The Nation and the Land of Israel are a single entity, as Rabbi Kook z”tl explains in Orot Eretz Yisrael, including the physical - tangible level. When Am Yisrael sins, the Land, which is an inherent part of the nation is affected.
Rabbi Ben Shimon quotes another wonderful comment of the Jerusalem Talmud [Yoma 4]: King Solomon decorated the Temple with pictures (or sculptures) of a variety of trees, and miraculously, when trees produced fruit, Solomon’s representations of those trees produced fruit as well. When the evil King Menashe set up an idol in the Beit HaMikdash, the representations of trees which Solomon had made dried out. Why did Solomon create representations of trees in the Beit HaMikdash? What is the symbolism? Solomon’s “trees” represented the idea that it is through the service in the Beit HaMikdash, service of God, that trees throughout the world produce their fruit. The source of abundance in the world is Eretz Yisrael, and the source within the Land is the Beit HaMikdash, which is the focal point of everything and the source from which everything emanates. The Beit HaMikdash within the Land and the Land within the world are as the heart within a body; as the heart pumps blood and the life force throughout the body, so the Beit HaMikdash and Eretz Yisrael bring abundance to the world.

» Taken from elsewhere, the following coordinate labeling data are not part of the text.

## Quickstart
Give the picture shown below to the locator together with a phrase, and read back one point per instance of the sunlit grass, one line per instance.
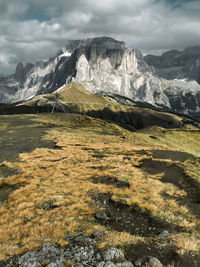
(63, 177)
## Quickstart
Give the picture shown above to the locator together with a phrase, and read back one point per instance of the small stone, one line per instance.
(98, 234)
(124, 264)
(163, 234)
(101, 264)
(113, 253)
(101, 216)
(109, 264)
(154, 262)
(138, 263)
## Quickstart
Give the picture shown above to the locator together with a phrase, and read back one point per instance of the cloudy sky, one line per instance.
(31, 30)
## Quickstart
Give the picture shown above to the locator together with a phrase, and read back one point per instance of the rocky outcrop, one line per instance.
(177, 65)
(105, 66)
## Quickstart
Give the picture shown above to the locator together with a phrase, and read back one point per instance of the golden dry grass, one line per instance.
(62, 177)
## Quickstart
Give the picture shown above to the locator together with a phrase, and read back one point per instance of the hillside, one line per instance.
(105, 66)
(97, 192)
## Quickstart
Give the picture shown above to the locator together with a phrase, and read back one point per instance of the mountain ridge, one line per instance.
(105, 65)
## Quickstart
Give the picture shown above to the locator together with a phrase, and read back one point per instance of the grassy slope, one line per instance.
(91, 148)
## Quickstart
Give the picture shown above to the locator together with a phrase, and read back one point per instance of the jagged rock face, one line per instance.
(177, 65)
(105, 66)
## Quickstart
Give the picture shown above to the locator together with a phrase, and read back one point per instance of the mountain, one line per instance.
(106, 66)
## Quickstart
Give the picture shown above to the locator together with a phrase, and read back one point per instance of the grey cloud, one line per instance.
(33, 30)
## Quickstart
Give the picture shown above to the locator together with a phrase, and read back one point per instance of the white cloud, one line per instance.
(35, 29)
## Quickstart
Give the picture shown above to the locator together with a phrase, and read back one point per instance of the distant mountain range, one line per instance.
(105, 66)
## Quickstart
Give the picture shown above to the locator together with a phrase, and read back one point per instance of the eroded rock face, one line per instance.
(105, 66)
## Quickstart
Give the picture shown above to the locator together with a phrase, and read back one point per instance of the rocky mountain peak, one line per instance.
(106, 66)
(19, 72)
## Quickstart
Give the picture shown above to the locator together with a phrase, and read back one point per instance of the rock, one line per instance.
(113, 254)
(101, 264)
(163, 234)
(154, 262)
(124, 264)
(101, 216)
(98, 234)
(138, 263)
(105, 66)
(109, 264)
(48, 205)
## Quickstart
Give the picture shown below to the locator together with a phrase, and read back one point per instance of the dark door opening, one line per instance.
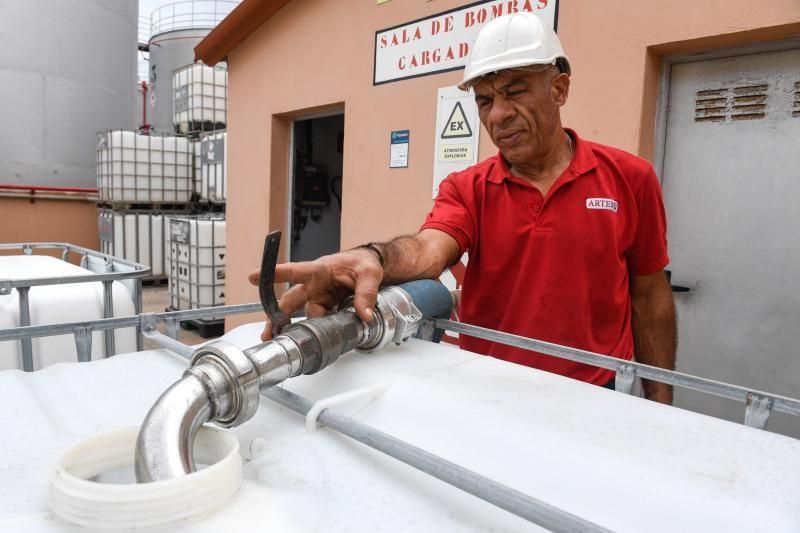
(316, 209)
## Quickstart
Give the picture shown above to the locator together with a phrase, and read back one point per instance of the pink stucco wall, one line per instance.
(316, 55)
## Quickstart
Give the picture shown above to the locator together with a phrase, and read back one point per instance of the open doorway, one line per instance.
(315, 210)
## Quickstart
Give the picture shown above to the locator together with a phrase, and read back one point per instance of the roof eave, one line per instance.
(245, 19)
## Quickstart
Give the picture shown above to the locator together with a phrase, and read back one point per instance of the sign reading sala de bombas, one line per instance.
(441, 42)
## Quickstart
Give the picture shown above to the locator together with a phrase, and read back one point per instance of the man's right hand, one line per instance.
(321, 284)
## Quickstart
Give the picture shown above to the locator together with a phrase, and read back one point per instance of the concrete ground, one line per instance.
(155, 300)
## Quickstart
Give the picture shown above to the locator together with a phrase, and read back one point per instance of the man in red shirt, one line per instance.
(566, 238)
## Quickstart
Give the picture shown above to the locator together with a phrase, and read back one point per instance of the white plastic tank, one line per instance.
(138, 236)
(622, 462)
(212, 180)
(136, 168)
(57, 304)
(196, 261)
(200, 98)
(67, 71)
(175, 29)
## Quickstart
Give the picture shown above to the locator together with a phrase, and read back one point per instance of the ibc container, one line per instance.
(200, 98)
(139, 236)
(56, 304)
(136, 168)
(211, 180)
(196, 261)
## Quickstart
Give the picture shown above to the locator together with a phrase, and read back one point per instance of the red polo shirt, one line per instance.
(555, 268)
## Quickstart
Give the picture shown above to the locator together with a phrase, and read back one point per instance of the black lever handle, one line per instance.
(675, 288)
(266, 284)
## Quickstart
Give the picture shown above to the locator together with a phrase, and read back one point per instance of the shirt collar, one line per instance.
(583, 161)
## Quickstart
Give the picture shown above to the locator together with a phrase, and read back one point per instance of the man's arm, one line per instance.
(654, 333)
(319, 285)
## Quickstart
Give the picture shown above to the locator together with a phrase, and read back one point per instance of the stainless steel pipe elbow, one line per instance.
(223, 383)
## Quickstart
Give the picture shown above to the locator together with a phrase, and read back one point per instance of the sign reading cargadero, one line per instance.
(441, 42)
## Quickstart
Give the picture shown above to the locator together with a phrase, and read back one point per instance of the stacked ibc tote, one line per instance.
(196, 247)
(162, 196)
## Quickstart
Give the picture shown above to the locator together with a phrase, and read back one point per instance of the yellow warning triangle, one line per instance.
(457, 125)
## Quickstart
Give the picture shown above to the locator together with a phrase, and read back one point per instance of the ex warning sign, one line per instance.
(457, 132)
(457, 126)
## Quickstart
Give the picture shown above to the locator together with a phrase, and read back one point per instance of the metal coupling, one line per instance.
(243, 376)
(223, 382)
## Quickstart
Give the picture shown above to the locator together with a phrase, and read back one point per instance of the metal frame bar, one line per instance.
(758, 403)
(507, 498)
(136, 272)
(67, 328)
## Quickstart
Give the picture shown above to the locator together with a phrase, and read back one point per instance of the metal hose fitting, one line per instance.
(223, 383)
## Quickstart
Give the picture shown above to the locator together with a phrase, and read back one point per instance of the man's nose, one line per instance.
(501, 112)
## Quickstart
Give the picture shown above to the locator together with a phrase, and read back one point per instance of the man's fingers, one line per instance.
(366, 296)
(293, 299)
(314, 309)
(296, 272)
(266, 335)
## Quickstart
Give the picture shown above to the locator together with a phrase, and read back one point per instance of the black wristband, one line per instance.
(371, 246)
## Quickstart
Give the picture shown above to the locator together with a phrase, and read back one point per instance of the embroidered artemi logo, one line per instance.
(602, 203)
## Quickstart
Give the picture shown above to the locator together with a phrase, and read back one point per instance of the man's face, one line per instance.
(520, 110)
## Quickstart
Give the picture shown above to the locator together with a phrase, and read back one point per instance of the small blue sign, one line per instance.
(400, 137)
(398, 149)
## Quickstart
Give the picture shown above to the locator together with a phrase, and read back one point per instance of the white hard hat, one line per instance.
(512, 41)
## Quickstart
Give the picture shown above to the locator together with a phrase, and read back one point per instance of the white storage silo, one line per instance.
(175, 30)
(67, 71)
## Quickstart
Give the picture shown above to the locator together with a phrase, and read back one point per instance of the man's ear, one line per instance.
(559, 88)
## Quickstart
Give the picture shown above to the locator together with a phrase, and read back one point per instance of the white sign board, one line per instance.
(442, 42)
(457, 133)
(398, 149)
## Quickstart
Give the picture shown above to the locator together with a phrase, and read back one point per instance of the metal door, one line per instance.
(731, 182)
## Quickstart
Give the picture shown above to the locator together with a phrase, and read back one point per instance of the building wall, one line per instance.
(49, 220)
(311, 57)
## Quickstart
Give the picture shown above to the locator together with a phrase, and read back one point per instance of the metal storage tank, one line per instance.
(67, 71)
(175, 29)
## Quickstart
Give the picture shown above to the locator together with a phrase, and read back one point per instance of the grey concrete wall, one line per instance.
(67, 71)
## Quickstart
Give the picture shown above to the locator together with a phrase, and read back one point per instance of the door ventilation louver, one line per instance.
(747, 102)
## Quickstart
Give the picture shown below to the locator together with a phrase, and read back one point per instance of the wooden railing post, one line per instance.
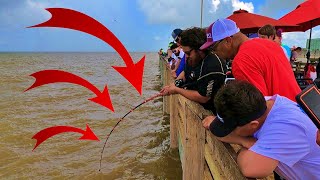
(194, 150)
(173, 122)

Rabbi Ben Shimon notes that everything began with Adam, as a result of his sin abundance was prevented from descending to the world and the flavor of fruit was diminished. God commanded that the Beit HaMikdash be built in Eretz Yisrael, from which blessing and abundance will be returned to the world through the service of High Priest, who is without blemish, as was Adam before he sinned.
Throughout Israel’s exile, Eretz Yisrael remained desolate. Chazal elucidate the posuk "וַהֲשִׁמֹּתִי אֲנִי אֶת הָאָרֶץ וְשָׁמְמוּ עָלֶיהָ אֹיְבֵיכֶם הַיֹּשְׁבִים בָּהּ" (“I will make the Land desolate, so that it will become desolate [also] of your enemies who live in it …”) [Vayikra (Leviticus) 26:32] to be a blessing: “Your enemies will not find contentment within the Land” [Torat Kohanim 6:8]. Today, we are privileged to see the Land blooming, with Eretz Yisrael producing fruit abundantly, which is the most manifest sign of the impending redemption. [Gemara Sanhedrin 98a, cited above] This fact indicates the lofty spiritual level reached by Am Yisrael, which, with God’s help, will influence the entire world.
However, we have not yet merited the abundance described by Chazal in connection with the fruit of the Land, because we are still engaged in the process of the Am Yisrael’s devotion to Eretz Yisrael and its elevation within her, on the spiritual and material levels. At the culmination of this process, the Beit HaMikdash will be rebuilt and we will merit the abundance of days past which Chazal describe.
Eretz Yisrael is the Land which flows milk and honey, whose fruit is not comparable to the fruit of any other land; she is the source of blessing and abundance for all lands, and materially she is the most blessed land on earth. However, as a result of our sins, the flavor of fruit has departed. The connection between Am Yisrael and its Land is that of a single body, a unitary entity. Our sins prevent the full expression of Divine abundance within the Land, and necessarily, within the entire world. We are now privileged to see the footsteps of the impending redemption and the return of blessings to Eretz Yisrael, which indicate the spiritual and material elevation of the nation within the Land.
By virtue of our devotion to Eretz Yisrael and to Torah, we will be privileged to see the blessings and abundance which Chazal described.
With God’s help, through sanctifying our actions and improving our ways, we will be privileged to see the Land at the peak of her beauty and glory, with the rebuilding of the Temple, speedily in our days. Amen.